MANIFESTO OF A JOURNEY THROUGH MASKS
More than thirty years ago, I embarked on a journey driven by a profound desire: to understand the ancient traditions of masks. I sought the rituals that
speak of time, of the land, and of those who inhabit it. What began by observing local practices in villages of the northwest of the Iberian Peninsula
expanded to Portugal, Bulgaria, Romania, the Amazigh peoples of the Atlas Mountains, communities in Mexico, and other places I still keep marked on my maps, where traditions preserve echoes of ancient and, at the same time, universal secrets. From the beginning, I was accompanied by one question: WHY? Why cover the face, maintain gestures and sounds that connect with the community and with the cycles of the sun and moon, the solstices and equinoxes? I soon learned that no theory can replace experience. Only by looking, waiting, listening, and feeling can one discover the deep rhythm that animates these rituals. The camera became my inseparable companion. Each photograph seeks to capture what words cannot: the breath behind the mask, the tension between the human and the symbolic, the energy that transforms the everyday into living memory. What began as ethnography became a journey of symbolic evolution, where each image reveals the continuity of an ancestral language that connects generations. While our cities lose their cycles and natural light is diluted among buildings, in many villages the rhythms remain
marked by the earth and the sky. Masquerades are part of a profound calendar that reminds us that time is cyclical and that we belong to something greater than ourselves. This book brings together nearly one hundred and fifty photographs that bear witness to that journey and that living memory. It is not a closed catalog nor a definitive archive; it is an invitation to look and feel, to leave our urban caves, to walk through villages, to hear cowbells in the fog, to feel the winter chill and the warmth of a shared fire. May these pages open our senses to smells, gestures, sounds, and presences that connect us to the memory of our ancestors. And that, in doing so, they remind us of the urgency of nurturing human connections, recovering the rhythms of life, and looking again at the cycles that sustain us.

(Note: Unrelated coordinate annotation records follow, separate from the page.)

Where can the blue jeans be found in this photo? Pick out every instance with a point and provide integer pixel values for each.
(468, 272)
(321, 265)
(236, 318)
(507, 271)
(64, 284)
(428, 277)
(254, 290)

Carlos González Ximénez (Madrid, 1961) comes from a family of Jerez artists and is the fourth generation of photographers, a heritage that has shaped his visual sensitivity and his interest in cultural memory. His formation also included painting and naturalistic drawing, tools that helped him refine his gaze and record details that often go unnoticed. From an early age, he grew surrounded by artistic references: his father, a specialist in Goyaʼs painting, nurtured in him an appreciation for pictorial tradition and for the books that filled every corner of their home.
Photography quickly became his primary language. He has traveled to nearly every corner of the Iberian Peninsula and much of Portugal, seeking the
magical and hidden aspects of our traditions: rites, festivals, and gestures that reveal the living memory of communities. His work has also taken him to Bulgaria, Romania, the Amazigh villages of the Atlas, and various regions of Mexico, documenting the continuity of symbols across generations and the energy of rituals that still sustain these communities.
For the past fifteen years, he has fully embraced digital photography, adapting to a medium that has transformed photographic practice, without losing the closeness and respect that have always guided his vision. His work combines ethnographic observation with artistic sensitivity, and he has participated in multidisciplinary projects, from documenting festivities to collaborating on the Judit Polgár documentary, integrating photography, illustration, and visual narrative. He has also worked as a conservator and curator of historical archives, contributing to the preservation of our visual heritage.
Carlos continues to explore unique cultural expressions, traveling to places where the symbolic and the human intersect. His gaze remains guided by
curiosity and respect, seeking to capture the essence of traditions that connect us with our heritage and with the force that sustains rituals across time.